Dans le complexe immobilier où elle habitait en Arabie saoudite, il y avait pas mal de Palestiniens, de Libanais, de Jordaniens, de Français, de Coréens, etc. De quoi acquérir le sens de la diversité culturelle. « Sur l’un des tableaux accrochés au mur du salon de ma tante paternelle était marqué un extrait de poème du Palestinien Samih Al-Qassem, accompagné d’un enfant lanceur de pierres. Il disait : Je suis un enfant qui joue, mais un ouragan quand je me mets en colère ».

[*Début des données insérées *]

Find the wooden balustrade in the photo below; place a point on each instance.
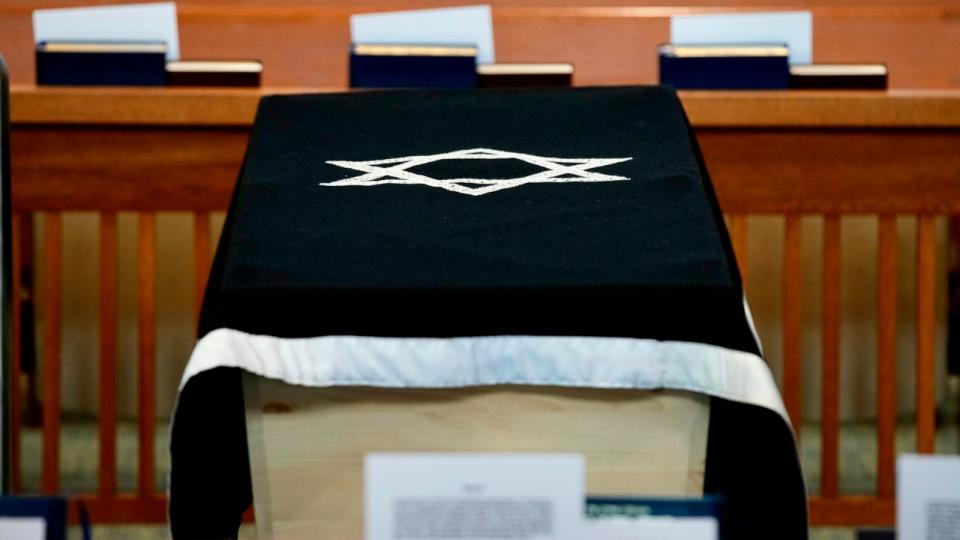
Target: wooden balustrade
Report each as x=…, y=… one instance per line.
x=797, y=155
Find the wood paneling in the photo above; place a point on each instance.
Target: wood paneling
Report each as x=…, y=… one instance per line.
x=306, y=43
x=147, y=343
x=926, y=334
x=236, y=107
x=16, y=395
x=886, y=356
x=201, y=259
x=792, y=319
x=50, y=367
x=830, y=370
x=144, y=169
x=107, y=415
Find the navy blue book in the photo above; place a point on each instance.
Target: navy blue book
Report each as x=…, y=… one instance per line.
x=102, y=64
x=52, y=510
x=725, y=67
x=413, y=66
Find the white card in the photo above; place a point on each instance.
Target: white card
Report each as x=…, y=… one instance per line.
x=928, y=497
x=652, y=528
x=469, y=25
x=131, y=22
x=795, y=28
x=476, y=496
x=23, y=528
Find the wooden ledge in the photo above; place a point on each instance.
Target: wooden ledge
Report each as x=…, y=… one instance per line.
x=225, y=107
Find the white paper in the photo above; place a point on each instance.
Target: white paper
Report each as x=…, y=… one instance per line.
x=476, y=496
x=469, y=25
x=23, y=528
x=131, y=22
x=652, y=528
x=928, y=497
x=795, y=28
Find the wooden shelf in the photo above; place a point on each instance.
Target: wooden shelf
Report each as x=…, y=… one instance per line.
x=707, y=109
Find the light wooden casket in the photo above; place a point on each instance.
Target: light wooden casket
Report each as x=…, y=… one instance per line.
x=307, y=445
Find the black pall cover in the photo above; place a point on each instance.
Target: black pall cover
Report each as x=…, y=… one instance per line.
x=452, y=214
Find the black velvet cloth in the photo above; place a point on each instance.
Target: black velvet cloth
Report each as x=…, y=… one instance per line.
x=644, y=257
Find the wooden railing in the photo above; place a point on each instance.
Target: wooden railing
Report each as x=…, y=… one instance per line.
x=795, y=155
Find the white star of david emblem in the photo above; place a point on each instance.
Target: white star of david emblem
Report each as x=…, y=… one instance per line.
x=397, y=171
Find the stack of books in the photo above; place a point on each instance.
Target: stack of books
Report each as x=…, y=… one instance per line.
x=758, y=66
x=377, y=65
x=135, y=64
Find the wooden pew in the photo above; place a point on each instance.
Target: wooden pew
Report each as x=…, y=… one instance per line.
x=155, y=150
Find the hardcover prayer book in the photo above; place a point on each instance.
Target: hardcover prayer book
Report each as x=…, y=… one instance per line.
x=101, y=63
x=414, y=241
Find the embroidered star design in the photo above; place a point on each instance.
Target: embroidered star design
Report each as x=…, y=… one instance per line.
x=397, y=171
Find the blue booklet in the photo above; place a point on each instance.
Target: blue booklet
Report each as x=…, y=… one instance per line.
x=27, y=513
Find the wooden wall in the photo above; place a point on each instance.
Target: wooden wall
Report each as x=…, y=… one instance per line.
x=304, y=42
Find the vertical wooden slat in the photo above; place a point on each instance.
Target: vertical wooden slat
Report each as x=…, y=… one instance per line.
x=146, y=326
x=201, y=259
x=926, y=333
x=738, y=237
x=886, y=355
x=792, y=318
x=52, y=240
x=16, y=412
x=830, y=393
x=108, y=355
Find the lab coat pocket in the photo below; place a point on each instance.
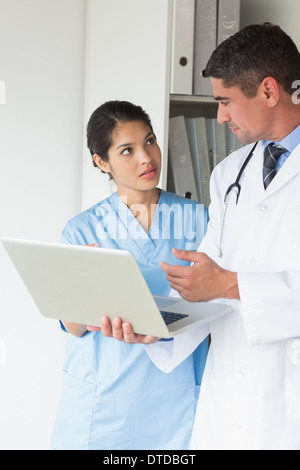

Très marquée par la cause palestinienne dès l’adolescence, elle était vivement intéressée par les chansons et les récits de vie des Palestiniens. En 1998, elle participe d’ailleurs à une manifes­tation estudiantine à l’AUC du Caire, en faveur de la cause palestinienne. Pourtant, son look ne répondait pas du tout au cliché de la combattante d’extrême gauche. Elle continue quand même à avoir l’allure d’un petit bout de femme juvénile et gaie. « Mon look m’a toujours servi de camouflage, il me facilite beaucoup la tâche durant les manifestations. Je joue l’idiote, même si je suis toujours là pour défendre les plus démunis et les marginalisés, pour défendre la justice sociale, la répartition équitable des res­sources et la liberté d’expression. La politique est un aspect non négligeable de la vie sociale, une activité inséparable de l’existence humaine. A l’Université, je demandais la permission de mes professeurs pour sécher les cours et participer aux manifestations. Mes professeurs acceptaient, car j’étais une étudiante brillante et appliquée ».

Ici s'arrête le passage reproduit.